Das Fass leckt
ÖLPREIS
Von über 150 auf knapp 60 Dollar in nur vier Monaten: Der Kursverfall reißt die wichtigsten Förderländer mit in die Krise
Russland
Von Panik und Katastrophenstimmung will der Kreml nichts wissen, trotz Verlusten an der Moskauer Börse von 60 Prozent und Fall des Ölpreises um die Hälfte. Mit stoischer Miene verweist die Staatsspitze auf die russischen Sicherheitspolster. Im Übrigen seien die USA der Übeltäter.
Russlands Devisenreserven, die drittgrößten der Welt, sind zwar seit August um 13,7 Prozent (das entspricht 81,8 Milliarden US-Dollar) auf 515,7 Milliarden US-Dollar abgeschmolzen, doch das Geld reiche glatt für zwei Krisenjahre, behauptet Finanzminister Aleksej Kudrin. Und Vizepremier Schuwalow pflichtet ihm bei. „Wir haben jetzt ein Sicherheitspolster, sodass alle sozialen Verpflichtungen erfüllt werden.“ Das Bankensystem werde nach einem kleinen Umbau „ideal arbeiten“. Damit die russischen Banken und Unternehmen ihrer Auslandskredite abbezahlen können, stellte der Staat Hilfen in Höhe von 171 Milliarden Euro bereit. Alles scheint unter Kontrolle.
Finanzminister Kudrin gibt allerdings zu, dass der Haushalt, der seit mehreren Jahren im Plus liegt, bei einem Ölpreis von unter 70 US-Dollar pro Barrel ins Minus rutscht.
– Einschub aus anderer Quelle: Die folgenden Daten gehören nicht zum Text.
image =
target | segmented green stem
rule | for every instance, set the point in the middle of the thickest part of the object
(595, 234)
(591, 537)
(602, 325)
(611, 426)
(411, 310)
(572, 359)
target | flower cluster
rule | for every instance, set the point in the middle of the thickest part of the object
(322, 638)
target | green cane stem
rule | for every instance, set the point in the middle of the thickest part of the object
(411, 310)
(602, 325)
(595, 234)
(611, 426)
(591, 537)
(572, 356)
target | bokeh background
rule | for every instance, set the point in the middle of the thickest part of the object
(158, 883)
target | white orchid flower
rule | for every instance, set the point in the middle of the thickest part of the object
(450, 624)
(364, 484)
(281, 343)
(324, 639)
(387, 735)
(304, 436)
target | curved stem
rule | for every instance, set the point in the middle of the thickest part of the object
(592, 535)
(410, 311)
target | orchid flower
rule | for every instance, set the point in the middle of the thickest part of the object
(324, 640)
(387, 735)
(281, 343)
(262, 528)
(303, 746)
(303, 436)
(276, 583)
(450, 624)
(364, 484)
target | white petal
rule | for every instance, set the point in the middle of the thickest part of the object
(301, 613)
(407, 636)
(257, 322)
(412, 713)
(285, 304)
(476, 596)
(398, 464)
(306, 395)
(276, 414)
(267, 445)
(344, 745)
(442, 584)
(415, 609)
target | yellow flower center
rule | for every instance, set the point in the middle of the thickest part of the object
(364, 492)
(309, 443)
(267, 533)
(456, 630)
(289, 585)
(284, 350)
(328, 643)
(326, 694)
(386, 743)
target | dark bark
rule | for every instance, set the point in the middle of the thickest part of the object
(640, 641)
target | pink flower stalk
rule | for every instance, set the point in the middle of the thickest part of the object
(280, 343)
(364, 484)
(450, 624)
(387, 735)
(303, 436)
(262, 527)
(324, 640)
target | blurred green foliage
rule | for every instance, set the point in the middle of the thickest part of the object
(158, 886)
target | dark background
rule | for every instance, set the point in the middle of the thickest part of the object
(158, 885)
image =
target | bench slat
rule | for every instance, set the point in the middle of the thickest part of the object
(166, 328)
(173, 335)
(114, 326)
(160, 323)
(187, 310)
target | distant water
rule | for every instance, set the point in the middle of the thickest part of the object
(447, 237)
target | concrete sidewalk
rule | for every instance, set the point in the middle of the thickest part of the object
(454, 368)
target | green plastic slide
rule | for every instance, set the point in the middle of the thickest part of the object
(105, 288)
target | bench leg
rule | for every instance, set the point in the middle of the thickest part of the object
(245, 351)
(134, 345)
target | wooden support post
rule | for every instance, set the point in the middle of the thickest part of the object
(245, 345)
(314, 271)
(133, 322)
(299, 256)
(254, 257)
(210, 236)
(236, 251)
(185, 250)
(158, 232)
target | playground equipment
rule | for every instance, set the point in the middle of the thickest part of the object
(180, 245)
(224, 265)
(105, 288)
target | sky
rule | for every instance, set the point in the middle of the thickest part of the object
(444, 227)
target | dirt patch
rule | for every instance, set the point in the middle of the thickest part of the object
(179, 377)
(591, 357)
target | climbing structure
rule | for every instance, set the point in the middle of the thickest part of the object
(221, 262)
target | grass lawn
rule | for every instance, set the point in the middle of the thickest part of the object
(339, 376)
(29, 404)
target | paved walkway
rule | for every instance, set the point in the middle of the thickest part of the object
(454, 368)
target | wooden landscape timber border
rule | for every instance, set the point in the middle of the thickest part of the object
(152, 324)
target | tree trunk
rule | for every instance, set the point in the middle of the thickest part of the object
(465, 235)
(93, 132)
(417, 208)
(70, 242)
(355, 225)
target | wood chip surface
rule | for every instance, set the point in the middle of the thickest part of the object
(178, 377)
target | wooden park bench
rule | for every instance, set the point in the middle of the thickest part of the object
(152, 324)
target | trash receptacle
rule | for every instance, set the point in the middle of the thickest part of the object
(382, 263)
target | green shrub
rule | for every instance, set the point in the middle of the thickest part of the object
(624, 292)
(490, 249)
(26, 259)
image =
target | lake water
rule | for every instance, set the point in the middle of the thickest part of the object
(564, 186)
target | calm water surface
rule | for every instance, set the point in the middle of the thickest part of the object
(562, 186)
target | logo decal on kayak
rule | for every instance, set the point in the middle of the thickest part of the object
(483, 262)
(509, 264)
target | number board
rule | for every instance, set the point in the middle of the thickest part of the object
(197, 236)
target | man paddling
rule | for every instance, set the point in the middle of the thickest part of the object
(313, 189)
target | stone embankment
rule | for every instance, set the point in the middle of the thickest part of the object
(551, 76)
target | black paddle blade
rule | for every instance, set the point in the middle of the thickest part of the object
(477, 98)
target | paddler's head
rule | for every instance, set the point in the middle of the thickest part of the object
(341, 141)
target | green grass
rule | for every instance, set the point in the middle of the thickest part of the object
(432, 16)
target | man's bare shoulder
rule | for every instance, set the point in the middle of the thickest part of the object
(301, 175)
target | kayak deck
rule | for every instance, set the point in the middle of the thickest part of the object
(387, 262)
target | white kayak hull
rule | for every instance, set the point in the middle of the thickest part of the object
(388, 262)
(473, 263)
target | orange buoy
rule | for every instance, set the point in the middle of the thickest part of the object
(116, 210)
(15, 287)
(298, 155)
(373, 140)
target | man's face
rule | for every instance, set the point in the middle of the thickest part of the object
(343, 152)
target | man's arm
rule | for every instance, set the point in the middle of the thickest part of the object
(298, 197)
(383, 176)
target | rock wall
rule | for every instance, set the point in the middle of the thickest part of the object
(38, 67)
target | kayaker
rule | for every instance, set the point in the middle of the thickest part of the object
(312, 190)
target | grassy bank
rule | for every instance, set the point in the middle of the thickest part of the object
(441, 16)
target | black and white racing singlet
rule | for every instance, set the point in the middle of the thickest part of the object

Während Kudrin ein Sinken des Wirtschaftswachstums – zurzeit 7,7 Prozent – um einen Punkt für wahrscheinlich hält, gehen die von der Wirtschaftszeitung „Wedomosti“ befragten Experten für 2009 von einem Sinken des Wachstums auf fünf Prozent aus. Wenn die Stützungsmaßnahmen der Regierung nicht greifen, müsse man für 2009 sogar mit einem Null-Wachstum rechnen.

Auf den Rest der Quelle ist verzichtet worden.